Reliance Industries Ltd. (Mumbai) reported that its oil-to-chemicals (O2C) business EBITDA decreased 14.3% year over year to 130.9 billion Indian rupees ($1.6 billion) in the fiscal first quarter ended June 30, due to lower transportation fuel cracks, particularly gasoline cracks which was down 30% year over year, said the company.
Downstream chemical margins were also lower. First-quarter sales rose by 18.1% year over year compared with the prior-year quarter to 1.5 trillion rupees on higher fuels pricing and improved volumes supported by strong domestic demand. The O2C business focuses on refining and petrochemical production.
In Reliance’s polymers business unit for the first quarter, the company said that the polymer margins were down by 1%-17% year over year due to firm naphtha prices. Polyethylene (PE) margin over naphtha was lower at $330 per metric tons against $397 per metric ton in the earlier period. Polypropylene (PP) margin over naphtha declined by 16.5% year over year to $318 per metric ton.
Polymer domestic demand increased by 8% year over year.

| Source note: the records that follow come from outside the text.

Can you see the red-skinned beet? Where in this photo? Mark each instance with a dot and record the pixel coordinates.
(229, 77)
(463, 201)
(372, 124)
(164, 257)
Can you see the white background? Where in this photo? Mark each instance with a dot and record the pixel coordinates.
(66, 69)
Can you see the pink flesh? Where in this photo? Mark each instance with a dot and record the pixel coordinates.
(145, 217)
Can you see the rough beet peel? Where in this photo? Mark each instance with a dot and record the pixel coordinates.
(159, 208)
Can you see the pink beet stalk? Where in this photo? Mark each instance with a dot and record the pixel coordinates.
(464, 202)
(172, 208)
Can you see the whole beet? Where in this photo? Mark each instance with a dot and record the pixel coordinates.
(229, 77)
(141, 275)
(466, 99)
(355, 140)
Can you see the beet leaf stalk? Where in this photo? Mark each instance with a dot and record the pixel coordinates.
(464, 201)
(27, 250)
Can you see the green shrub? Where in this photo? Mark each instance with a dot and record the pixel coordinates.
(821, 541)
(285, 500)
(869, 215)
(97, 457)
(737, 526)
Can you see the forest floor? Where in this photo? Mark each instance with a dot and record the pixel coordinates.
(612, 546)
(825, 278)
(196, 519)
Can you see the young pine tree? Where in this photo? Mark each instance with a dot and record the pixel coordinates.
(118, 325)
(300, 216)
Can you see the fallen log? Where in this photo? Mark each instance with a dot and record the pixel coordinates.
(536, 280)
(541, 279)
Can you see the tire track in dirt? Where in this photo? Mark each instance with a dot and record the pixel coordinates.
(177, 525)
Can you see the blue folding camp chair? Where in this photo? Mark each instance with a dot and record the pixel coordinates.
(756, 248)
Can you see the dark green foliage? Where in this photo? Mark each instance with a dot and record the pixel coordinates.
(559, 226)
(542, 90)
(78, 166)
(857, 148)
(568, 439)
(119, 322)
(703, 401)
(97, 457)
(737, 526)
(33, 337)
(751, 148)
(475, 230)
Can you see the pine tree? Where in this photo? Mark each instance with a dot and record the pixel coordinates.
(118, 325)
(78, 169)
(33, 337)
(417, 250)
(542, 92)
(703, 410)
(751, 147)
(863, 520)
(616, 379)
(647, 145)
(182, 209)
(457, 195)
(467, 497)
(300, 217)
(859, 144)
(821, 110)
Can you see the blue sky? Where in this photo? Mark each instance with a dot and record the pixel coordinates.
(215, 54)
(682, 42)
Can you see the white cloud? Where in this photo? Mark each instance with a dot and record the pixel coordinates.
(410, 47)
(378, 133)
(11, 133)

PE, PP, and polyvinyl chloride (PVC) demand increased by 2%, 9% and 20% respectively, majorly driven by continuing focus on government schemes for agriculture and infrastructure, it added. Growth in consumer durables, automotive and packaging sectors also contributed to incremental demand.
Reliance said that the polyester chain delta declined 15% year over year due to weaker para-xylene (p-xylene), purified terephthalic acid (PTA) and monoethylene glycol (MEG) deltas. Polyester chain margin was $489 per metric ton, down 14.8% year over year. During the first quarter, p-xylene and MEG margin over naphtha decreased due to increase in naphtha price. PTA margins were negatively impacted due to high inventory with Chinese producers and increased competition, it added. Downstream polyester margins remained stable.

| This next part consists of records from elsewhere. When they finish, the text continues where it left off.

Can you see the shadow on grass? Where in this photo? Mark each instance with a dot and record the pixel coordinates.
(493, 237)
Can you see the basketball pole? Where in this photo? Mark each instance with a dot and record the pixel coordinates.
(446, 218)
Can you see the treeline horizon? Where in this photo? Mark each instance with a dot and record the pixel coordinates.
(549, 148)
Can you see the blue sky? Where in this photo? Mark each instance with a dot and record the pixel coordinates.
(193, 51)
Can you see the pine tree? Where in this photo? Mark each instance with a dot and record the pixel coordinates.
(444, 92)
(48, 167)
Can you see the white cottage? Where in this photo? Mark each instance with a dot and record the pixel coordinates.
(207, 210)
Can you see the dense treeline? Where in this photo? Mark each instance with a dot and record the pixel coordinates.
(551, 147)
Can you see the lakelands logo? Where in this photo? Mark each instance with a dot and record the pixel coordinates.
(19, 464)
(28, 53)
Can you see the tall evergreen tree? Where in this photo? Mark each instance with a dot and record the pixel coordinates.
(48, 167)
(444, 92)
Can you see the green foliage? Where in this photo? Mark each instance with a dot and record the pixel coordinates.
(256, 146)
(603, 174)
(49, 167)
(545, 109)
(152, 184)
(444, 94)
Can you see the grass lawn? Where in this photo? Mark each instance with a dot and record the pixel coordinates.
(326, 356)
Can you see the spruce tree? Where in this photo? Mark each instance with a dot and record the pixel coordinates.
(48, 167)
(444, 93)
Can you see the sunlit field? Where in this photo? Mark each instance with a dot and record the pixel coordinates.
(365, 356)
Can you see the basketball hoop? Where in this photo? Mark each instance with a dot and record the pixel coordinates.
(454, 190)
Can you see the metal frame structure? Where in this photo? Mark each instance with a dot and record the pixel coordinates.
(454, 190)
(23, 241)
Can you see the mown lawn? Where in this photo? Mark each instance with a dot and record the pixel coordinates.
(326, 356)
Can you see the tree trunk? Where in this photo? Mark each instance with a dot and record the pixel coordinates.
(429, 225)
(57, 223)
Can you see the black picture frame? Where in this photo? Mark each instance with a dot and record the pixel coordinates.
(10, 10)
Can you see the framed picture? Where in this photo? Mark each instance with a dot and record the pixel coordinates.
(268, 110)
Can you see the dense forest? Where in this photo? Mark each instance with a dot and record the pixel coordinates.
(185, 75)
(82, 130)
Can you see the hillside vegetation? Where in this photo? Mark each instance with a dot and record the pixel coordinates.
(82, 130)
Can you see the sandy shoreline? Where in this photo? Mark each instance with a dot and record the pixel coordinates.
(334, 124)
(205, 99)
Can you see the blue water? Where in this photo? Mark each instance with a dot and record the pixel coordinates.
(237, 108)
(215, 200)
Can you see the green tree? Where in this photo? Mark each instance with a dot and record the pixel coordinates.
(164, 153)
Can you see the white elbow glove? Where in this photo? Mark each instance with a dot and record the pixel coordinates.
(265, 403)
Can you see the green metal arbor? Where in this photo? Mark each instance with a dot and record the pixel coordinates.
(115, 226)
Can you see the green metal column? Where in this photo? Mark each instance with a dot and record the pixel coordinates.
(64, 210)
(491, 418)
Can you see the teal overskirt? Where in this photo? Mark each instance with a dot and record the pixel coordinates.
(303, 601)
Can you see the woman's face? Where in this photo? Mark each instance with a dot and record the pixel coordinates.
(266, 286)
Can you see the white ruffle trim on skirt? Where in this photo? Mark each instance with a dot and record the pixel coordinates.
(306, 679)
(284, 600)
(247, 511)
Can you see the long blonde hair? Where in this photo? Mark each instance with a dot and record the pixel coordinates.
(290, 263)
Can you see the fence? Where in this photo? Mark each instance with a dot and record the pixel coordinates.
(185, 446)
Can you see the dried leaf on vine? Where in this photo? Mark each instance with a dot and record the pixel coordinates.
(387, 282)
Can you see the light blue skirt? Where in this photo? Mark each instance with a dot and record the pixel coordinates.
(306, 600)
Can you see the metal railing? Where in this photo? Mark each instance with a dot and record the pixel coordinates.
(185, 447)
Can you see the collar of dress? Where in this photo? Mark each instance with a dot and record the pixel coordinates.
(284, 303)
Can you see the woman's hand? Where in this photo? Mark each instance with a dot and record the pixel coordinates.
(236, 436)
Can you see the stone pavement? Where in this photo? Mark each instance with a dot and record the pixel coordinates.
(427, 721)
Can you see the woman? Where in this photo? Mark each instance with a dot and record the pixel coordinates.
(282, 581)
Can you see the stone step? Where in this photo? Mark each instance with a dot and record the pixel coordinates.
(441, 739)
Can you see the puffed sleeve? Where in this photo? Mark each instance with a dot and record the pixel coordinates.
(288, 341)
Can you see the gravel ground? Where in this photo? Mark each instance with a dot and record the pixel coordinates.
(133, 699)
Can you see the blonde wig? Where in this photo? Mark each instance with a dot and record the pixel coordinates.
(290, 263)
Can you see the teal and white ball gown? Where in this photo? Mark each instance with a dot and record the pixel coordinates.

The company reported 5% year over year higher domestic polyester demand, driven by strong growth in polyethylene terephthalate (PET), which was up 27% due to higher demand from the beverage segment on account of summer season and elections, said Reliance. Polyester staple fiber (PSF) demand grew by 9% year over year with normalization of cotton prices while polyester filament yarn (PFY) demand decreased by 4% with higher fabric imports, it added.
We remind, the Supreme Court of India (SCI) has ordered the Indian government to impose temporary anti-dumping duty (ADD) on imports of low-density polyethylene (LDPE) from Saudi Arabia, Singapore, Thailand and the US. The Chemical and Petrochemical Manufacturers Association (CPMA) approached the Supreme Court after the government failed to implement the tire tariffs in 2022.